Thursday, January 26, 2012

Apache Log Parsing

How much do I love Python?  Consider this little snippet that parses Apache logs.


import re
from collections import defaultdict, named tuple

format_pat= re.compile( 
    r"(?P<host>[\d\.]+)\s" 
    r"(?P<identity>\S*)\s" 
    r"(?P<user>\S*)\s"
    r"\[(?P<time>.*?)\]\s"
    r'"(?P<request>.*?)"\s'
    r"(?P<status>\d+)\s"
    r"(?P<bytes>\S*)\s"
    r'"(?P<referer>.*?)"\s' # [SIC]
    r'"(?P<user_agent>.*?)"\s*' 
)

Access = namedtuple('Access',
    ['host', 'identity', 'user', 'time', 'request',
    'status', 'bytes', 'referer', 'user_agent'] )

def access_iter( source_iter ):
    for log in source_iter:
        for line in (l.rstrip() for l in log):
            match= format_pat.match(line)
            if match:
                yield Access( **match.groupdict() )

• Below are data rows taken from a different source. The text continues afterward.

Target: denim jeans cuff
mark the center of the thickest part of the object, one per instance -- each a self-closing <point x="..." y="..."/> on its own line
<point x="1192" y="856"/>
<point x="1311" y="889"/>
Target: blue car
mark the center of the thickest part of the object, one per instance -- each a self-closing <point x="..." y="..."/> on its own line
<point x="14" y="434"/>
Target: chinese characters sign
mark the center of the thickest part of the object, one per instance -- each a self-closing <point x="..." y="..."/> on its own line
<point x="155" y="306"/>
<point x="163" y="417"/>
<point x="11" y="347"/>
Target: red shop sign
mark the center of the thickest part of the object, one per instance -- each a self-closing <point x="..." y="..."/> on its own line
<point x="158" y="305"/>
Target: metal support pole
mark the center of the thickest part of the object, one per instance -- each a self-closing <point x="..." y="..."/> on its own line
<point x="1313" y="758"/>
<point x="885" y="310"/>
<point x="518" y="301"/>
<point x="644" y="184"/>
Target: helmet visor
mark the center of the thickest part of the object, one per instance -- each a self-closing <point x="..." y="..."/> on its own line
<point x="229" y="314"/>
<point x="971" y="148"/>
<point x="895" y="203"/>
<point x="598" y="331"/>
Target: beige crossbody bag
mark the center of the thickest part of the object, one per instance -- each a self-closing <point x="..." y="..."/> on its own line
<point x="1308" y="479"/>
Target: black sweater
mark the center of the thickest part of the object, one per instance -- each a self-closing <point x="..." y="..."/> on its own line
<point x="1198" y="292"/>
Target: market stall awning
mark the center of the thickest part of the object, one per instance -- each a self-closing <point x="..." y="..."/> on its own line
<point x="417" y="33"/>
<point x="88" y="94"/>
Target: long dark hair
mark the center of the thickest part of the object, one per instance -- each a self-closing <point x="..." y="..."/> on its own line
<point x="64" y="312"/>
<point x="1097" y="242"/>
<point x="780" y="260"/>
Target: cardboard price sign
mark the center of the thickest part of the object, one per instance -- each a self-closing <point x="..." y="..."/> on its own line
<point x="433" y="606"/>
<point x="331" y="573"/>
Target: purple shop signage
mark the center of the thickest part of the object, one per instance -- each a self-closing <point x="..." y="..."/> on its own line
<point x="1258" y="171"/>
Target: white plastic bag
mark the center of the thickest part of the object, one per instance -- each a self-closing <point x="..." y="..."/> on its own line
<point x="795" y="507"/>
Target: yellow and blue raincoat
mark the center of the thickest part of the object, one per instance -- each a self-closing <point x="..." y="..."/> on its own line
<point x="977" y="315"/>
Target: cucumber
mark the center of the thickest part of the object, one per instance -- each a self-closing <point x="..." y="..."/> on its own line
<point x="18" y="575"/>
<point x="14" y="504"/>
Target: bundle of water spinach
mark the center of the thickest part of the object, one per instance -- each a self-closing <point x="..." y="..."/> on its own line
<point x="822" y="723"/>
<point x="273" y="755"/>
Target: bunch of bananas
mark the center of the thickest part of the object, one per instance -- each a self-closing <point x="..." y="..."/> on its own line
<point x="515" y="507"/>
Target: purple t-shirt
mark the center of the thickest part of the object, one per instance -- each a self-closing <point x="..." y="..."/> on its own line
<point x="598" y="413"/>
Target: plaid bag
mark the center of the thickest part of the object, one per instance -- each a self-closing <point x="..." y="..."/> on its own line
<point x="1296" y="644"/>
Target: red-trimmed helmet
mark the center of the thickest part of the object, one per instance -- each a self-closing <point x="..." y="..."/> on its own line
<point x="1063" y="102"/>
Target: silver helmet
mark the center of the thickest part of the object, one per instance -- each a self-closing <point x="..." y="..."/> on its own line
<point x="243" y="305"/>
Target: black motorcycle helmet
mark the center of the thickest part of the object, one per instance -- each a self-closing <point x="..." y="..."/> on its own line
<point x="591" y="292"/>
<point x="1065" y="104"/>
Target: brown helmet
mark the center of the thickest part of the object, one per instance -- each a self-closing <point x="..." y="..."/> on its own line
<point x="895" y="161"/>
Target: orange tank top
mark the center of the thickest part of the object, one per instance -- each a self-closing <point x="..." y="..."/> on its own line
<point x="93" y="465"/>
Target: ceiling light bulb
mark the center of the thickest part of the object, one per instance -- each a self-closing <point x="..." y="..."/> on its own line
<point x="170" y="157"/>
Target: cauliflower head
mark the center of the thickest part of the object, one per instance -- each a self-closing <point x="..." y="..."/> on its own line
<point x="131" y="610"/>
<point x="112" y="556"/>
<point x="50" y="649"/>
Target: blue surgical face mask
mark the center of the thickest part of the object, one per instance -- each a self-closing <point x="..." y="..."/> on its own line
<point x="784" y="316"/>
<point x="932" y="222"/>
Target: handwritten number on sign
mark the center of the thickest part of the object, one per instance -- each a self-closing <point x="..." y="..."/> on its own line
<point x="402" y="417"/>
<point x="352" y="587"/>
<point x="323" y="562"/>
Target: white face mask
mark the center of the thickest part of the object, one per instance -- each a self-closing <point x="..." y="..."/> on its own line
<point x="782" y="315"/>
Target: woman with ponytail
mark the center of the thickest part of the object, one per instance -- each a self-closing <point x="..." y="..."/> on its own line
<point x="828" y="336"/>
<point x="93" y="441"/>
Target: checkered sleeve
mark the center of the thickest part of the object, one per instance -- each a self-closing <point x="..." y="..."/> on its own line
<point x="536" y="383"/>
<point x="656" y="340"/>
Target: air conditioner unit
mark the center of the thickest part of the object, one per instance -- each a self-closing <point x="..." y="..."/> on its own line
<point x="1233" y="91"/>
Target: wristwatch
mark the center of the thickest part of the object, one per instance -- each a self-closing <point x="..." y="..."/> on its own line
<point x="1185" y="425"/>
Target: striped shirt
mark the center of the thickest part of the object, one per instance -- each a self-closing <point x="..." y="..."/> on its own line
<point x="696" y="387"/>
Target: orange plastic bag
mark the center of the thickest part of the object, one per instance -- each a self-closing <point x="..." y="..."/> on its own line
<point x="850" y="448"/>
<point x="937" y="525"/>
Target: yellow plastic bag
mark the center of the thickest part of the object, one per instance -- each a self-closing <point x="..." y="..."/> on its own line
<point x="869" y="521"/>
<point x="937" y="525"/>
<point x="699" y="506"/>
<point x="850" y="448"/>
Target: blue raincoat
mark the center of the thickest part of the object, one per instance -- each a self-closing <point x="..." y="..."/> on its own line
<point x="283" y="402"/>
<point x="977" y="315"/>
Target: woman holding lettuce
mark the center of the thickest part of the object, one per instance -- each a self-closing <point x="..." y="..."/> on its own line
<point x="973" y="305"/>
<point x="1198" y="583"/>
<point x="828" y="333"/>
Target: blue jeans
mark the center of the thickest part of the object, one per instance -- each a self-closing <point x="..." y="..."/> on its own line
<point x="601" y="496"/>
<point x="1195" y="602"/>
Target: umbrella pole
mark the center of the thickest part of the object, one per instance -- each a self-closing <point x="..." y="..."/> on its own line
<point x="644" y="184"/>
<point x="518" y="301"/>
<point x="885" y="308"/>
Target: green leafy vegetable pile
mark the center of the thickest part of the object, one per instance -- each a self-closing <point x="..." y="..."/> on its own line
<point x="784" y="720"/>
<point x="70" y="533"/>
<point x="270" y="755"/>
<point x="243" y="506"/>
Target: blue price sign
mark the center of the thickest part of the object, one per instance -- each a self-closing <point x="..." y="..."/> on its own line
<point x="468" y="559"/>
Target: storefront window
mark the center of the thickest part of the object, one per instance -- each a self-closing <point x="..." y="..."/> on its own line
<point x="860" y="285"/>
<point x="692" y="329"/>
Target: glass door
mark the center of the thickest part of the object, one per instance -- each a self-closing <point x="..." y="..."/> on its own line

That's about it.  The access log rows are now first-class Access-class objects that can be processed pleasantly by high-level Python applications.

Cool things.
  1. The adjacent string concatenation means that the regular expression can be broken up into bits to make it readable.
  2. When the named tuple attributes match the regular expression names, we can trivially turn the match.groupdict() into a named tuple. 
  3. By using a generator, the other parts of the application can simply loop through the results without tying up memory to create vast intermediate structures.
A couple of years back, a sysadmin was trying to justify spending money on a log analyzer product.  I suggested they (at the very least) get an open source log analyzer.

I also suggested that they learn Python and save themselves the pain of working with a (potentially) complex tool.  Given this as a common library module, log analysis applications are remarkably easy to write.


2 comments:

  1. Nice code. But what about using `re.VERBOSE` flag instead adjacent string concatenation?